Miller, the Flag Ladies' photographer, estimates she's taken 1 million photos of the troops. She then e-mails a large percentage of the images to family-support groups, or directly to soldiers' families, all over the country.

The Flag Ladies also have marched in dozens of parades and spoken to countless veterans groups, school classes and civic organizations.

They've stood vigil outside funerals for Maine soldiers killed in action.

They've sent packages to troops overseas and given a lucky penny ("With this lucky penny you will never be broke," reads an attached card) to every veteran and active member of the military they meet.

The odometer on their van reads 169,000 miles -- almost all in support of their mission.
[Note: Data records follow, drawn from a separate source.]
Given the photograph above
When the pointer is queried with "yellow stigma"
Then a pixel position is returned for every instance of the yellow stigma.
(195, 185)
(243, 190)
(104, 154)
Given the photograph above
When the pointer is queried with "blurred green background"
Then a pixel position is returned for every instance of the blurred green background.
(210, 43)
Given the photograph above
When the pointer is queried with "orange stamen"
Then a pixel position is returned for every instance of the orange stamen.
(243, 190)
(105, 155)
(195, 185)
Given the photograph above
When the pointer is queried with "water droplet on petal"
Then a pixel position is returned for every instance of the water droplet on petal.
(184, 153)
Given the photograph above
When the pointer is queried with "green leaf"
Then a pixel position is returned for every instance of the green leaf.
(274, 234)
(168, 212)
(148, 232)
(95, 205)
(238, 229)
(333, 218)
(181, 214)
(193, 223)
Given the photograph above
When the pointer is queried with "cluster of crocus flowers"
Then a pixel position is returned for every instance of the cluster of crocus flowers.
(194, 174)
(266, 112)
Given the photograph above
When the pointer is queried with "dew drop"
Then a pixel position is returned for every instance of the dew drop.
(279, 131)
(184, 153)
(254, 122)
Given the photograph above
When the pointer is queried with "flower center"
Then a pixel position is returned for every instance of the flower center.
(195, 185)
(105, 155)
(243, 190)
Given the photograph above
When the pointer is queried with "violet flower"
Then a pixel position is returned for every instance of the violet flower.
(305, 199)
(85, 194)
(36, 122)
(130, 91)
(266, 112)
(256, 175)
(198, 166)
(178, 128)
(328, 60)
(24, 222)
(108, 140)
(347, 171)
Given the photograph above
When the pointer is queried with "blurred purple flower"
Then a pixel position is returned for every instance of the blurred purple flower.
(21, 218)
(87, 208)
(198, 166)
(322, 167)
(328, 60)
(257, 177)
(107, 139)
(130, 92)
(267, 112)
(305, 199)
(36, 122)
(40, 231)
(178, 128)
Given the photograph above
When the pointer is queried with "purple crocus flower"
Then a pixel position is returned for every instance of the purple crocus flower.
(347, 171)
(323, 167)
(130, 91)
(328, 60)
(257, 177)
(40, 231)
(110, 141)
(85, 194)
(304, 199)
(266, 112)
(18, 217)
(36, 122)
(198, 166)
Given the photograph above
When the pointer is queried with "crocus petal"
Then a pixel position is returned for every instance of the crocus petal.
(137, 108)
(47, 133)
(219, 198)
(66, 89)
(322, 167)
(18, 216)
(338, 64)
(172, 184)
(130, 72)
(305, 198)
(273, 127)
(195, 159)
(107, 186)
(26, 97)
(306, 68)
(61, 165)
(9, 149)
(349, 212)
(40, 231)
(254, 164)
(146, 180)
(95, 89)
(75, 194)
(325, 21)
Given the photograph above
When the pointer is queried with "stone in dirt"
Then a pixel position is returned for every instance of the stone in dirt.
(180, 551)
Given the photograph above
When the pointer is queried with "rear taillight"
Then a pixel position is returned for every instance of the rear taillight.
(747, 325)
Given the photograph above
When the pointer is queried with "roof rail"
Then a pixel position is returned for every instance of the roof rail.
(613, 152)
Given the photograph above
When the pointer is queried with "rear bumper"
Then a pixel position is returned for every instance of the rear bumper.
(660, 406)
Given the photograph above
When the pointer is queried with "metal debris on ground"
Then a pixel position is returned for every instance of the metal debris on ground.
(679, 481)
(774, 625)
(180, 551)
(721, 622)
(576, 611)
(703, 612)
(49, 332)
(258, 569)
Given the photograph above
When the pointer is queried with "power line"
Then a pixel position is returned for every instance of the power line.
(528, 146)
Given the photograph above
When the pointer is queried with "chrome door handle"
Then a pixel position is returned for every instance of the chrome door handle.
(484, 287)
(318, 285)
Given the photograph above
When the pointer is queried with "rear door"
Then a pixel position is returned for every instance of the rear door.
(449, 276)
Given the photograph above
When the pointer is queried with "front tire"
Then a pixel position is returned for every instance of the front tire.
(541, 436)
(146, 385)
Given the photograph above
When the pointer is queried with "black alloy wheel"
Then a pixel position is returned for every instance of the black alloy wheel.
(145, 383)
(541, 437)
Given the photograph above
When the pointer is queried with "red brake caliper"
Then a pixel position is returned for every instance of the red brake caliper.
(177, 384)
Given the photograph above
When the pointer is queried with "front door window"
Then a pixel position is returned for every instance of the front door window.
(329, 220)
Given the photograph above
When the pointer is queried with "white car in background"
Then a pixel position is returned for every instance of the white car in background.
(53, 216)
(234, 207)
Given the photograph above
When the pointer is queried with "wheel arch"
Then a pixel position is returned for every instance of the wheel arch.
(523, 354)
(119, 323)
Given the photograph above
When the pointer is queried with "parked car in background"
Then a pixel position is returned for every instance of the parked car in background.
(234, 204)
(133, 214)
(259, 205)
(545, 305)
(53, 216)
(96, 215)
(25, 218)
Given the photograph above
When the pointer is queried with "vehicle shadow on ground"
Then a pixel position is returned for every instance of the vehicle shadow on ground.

Their website, www.freeportflagladies.com, routinely tallies anywhere from 250,000 to 1 million hits each month. When a company called recently to ask about buying it, the Flag Ladies politely replied that some things are simply too precious to sell.

Of all the things they do, however, nothing recharges this tireless trio quite like their Tuesday mornings on Main Street.

It's here, after all, that an old World War II veteran regularly removes his hat and slows down way up by L.L. Bean. As cars back up without complaint behind him, he then creeps by with one hand on the wheel and the other in crisp salute to his beloved red, white and blue.

It's here that a Vietnam vet one day got out and, one by one, hugged all three Flag Ladies. He explained that he'd been driving by for a few years -- still smoldering about how his country had let him down and irritated that these three women would presume that merely waving their flags somehow "would change my heart."

"Well, you finally did," the man said that day. He's been beeping and waving ever since.

It's here that Greene, who suffers from Crohn's disease, once showed up for duty so sick that Miller insisted they head for the hospital.

"She was absolutely ashen," Miller recalled. "I was so worried about her."

Then a school bus appeared, filled with young children holding up flag pictures they'd created just for the Flag Ladies. Suddenly, Greene's color returned. Just like that, her pain vanished.

"You could literally feel the energy," Miller said. "It made the hair on the back of your neck stand up."

It's also here that the Flag Ladies hope you will join them from 8 to 9:30 a.m. on Saturday to remember why they began doing this in the first place.

"Stand here for an hour, hear those horns beep and wave your own flag," Greene said. "It really will move you to feel more involved with your country, more involved with your community."

"Beep-beep!" sounded a passing car.

"Honk Honnnnnk!" echoed the one behind it.

Greene, her left hand on her flag, her right raised in that never-ending wave, just smiled.

Politics? What politics?

"Remember what happens every time one of those horns beeps," Greene said. "In that moment, this country is a little better."